The International Monetary Fund, an international financial institution, has lowered their expectations for global economic growth in 2023. The global average is expected to be around 1.6%, and both the United States and Canada are expected to see economic growth below 1% for 2023. This would be what economists call “a soft landing,” when central banks are able to lower inflation without causing a recession. If central banks continue to increase interest rates, we can expect economic growth to be even lower than financial institutions are forecasting right now.

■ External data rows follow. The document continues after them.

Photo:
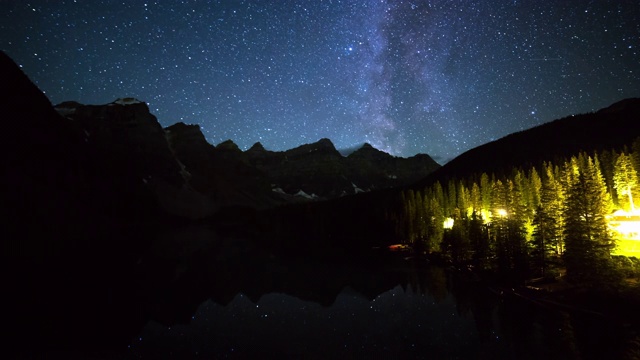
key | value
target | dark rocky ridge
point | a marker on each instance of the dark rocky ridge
(319, 169)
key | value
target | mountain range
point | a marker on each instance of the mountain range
(109, 219)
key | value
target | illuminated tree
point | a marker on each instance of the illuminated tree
(547, 241)
(625, 181)
(587, 236)
(486, 191)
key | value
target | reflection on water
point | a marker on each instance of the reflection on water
(431, 314)
(397, 323)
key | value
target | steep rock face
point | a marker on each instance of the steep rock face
(319, 169)
(70, 231)
(315, 169)
(220, 173)
(372, 168)
(135, 155)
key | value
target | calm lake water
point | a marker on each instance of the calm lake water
(333, 312)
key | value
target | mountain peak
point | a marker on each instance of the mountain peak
(127, 101)
(257, 147)
(228, 145)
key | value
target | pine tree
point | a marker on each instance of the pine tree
(548, 221)
(588, 239)
(625, 181)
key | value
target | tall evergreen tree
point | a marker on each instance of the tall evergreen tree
(588, 239)
(625, 181)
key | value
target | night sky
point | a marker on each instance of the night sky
(435, 77)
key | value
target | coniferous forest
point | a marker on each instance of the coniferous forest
(573, 218)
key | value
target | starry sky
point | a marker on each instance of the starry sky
(437, 77)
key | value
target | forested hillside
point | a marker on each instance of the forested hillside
(576, 214)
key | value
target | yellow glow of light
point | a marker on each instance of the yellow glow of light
(448, 223)
(626, 227)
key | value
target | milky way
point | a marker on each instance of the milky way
(436, 77)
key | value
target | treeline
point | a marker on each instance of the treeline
(532, 223)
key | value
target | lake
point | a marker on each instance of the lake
(401, 311)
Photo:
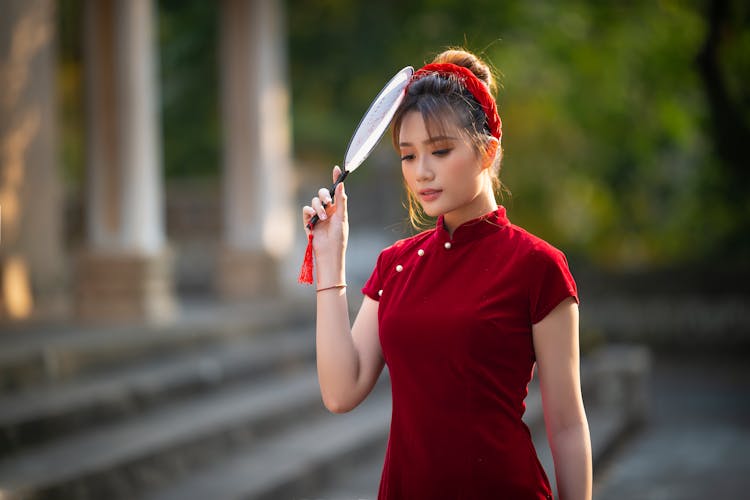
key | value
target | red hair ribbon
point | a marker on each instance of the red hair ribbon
(474, 85)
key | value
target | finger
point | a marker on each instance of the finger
(341, 198)
(320, 211)
(336, 173)
(307, 213)
(324, 195)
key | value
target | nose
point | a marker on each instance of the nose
(424, 170)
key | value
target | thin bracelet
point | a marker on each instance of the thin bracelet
(342, 285)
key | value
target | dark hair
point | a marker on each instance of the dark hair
(442, 99)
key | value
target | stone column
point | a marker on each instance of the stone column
(126, 270)
(32, 276)
(257, 217)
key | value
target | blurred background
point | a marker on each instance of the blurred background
(154, 156)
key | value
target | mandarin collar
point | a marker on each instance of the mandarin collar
(473, 229)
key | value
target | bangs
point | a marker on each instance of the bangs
(440, 118)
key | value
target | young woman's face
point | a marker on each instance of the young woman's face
(445, 172)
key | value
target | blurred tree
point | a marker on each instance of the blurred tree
(624, 122)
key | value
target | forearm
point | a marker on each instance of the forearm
(571, 452)
(337, 356)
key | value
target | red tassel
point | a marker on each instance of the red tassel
(305, 273)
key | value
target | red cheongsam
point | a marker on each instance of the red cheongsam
(455, 320)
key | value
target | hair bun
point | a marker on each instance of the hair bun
(461, 57)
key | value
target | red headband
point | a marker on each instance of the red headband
(474, 85)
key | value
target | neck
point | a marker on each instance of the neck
(481, 205)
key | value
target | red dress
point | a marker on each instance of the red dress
(455, 320)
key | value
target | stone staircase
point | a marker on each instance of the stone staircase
(223, 403)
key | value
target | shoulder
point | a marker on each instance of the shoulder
(534, 248)
(403, 246)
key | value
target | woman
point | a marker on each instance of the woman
(460, 313)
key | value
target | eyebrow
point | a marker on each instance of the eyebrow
(431, 140)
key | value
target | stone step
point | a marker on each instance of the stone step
(38, 355)
(306, 458)
(42, 413)
(122, 459)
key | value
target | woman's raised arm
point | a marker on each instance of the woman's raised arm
(558, 360)
(349, 359)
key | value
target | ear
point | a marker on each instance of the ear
(490, 153)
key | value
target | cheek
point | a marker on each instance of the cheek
(407, 175)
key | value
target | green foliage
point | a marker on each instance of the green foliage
(606, 148)
(610, 140)
(188, 51)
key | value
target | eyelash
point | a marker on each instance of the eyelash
(439, 152)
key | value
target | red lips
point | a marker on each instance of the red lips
(429, 194)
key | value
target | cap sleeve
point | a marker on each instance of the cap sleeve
(552, 282)
(375, 283)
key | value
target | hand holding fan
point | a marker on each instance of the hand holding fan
(365, 138)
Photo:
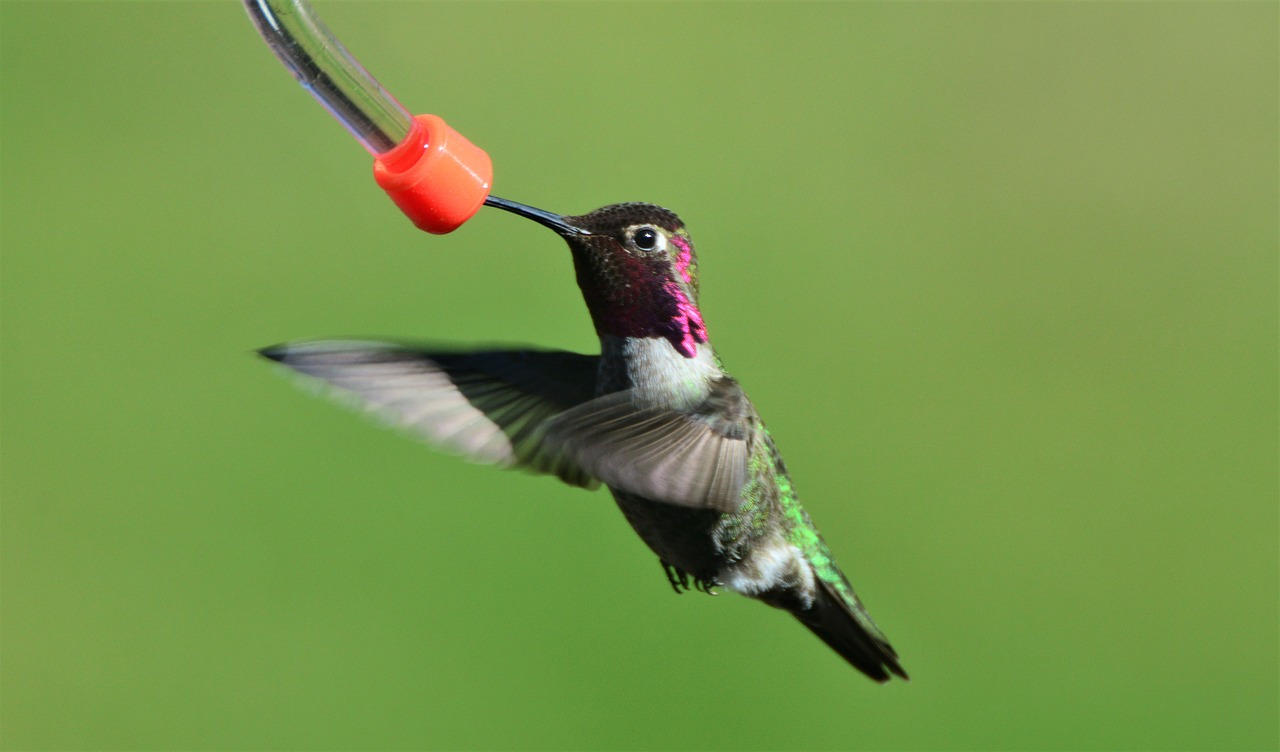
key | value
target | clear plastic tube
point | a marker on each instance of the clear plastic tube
(327, 69)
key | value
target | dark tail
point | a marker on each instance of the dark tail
(845, 626)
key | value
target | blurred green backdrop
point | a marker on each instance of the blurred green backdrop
(1001, 278)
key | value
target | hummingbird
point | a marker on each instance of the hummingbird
(654, 417)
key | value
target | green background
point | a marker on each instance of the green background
(1001, 278)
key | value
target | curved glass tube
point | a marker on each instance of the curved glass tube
(327, 69)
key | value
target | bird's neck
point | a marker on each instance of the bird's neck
(657, 371)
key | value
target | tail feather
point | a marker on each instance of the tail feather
(849, 631)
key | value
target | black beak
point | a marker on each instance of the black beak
(543, 218)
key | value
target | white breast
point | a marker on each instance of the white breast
(663, 375)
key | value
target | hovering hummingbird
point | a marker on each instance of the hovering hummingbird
(654, 417)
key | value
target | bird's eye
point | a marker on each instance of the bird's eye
(647, 238)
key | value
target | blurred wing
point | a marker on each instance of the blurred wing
(489, 407)
(693, 458)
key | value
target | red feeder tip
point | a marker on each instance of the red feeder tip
(438, 178)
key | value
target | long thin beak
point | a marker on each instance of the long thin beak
(543, 218)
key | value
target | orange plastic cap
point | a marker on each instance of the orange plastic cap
(438, 178)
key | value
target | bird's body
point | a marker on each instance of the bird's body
(654, 417)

Unemployment was up slightly to 5.2% this fall, above this summer’s low of 4.9%. We’re continuing to see large numbers of job vacancies in sectors with slow wage growth, such as health care and food services. The federal government is looking to increase targets for immigration to help fill labour market vacancies.

Wage trends

The average hourly wage increased by 5.6% in October 2022 compared to October 2021. This change fell short of the Consumer Price Index (CPI), which calculated the rise in consumer prices during the same time period to be 6.9%. Statistics Canada analysis found that higher wage workers, those already making over $40/hr, were more likely to have received a wage increase than those workers earning $20/hr or less. Non-unionized workers are also more likely to have received a wage increase so far this year. This is due in part to the fact that unionized workers must wait for bargaining periods to bargain higher wages.

Uneven impacts of inflation

Inflation impacts lower income households more severely than higher income households. This means that wage growth at the lower end of the spectrum actually needs to increase faster than CPI to protect purchasing power for these workers. While middle- and higher-income workers are also affected by higher costs, research shows that these households tend to be able to reduce their spending on necessities by buying no-name brands and using coupons. Workers with lower incomes are more likely to be economizing already and so are unable to reduce their budgets without cutting out necessities.

Interest rates

The Bank of Canada has increased interest rates six times so far in 2022, from 0.25% in January 2022 to 3.75% in October 2022. At the end of October, the Bank of Canada reported that while inflation was slowing down according to some indicators, it was still too high. If prices remain high along with low unemployment and moderate wage growth, we can expect the Bank of Canada to increase interest rates again in early December.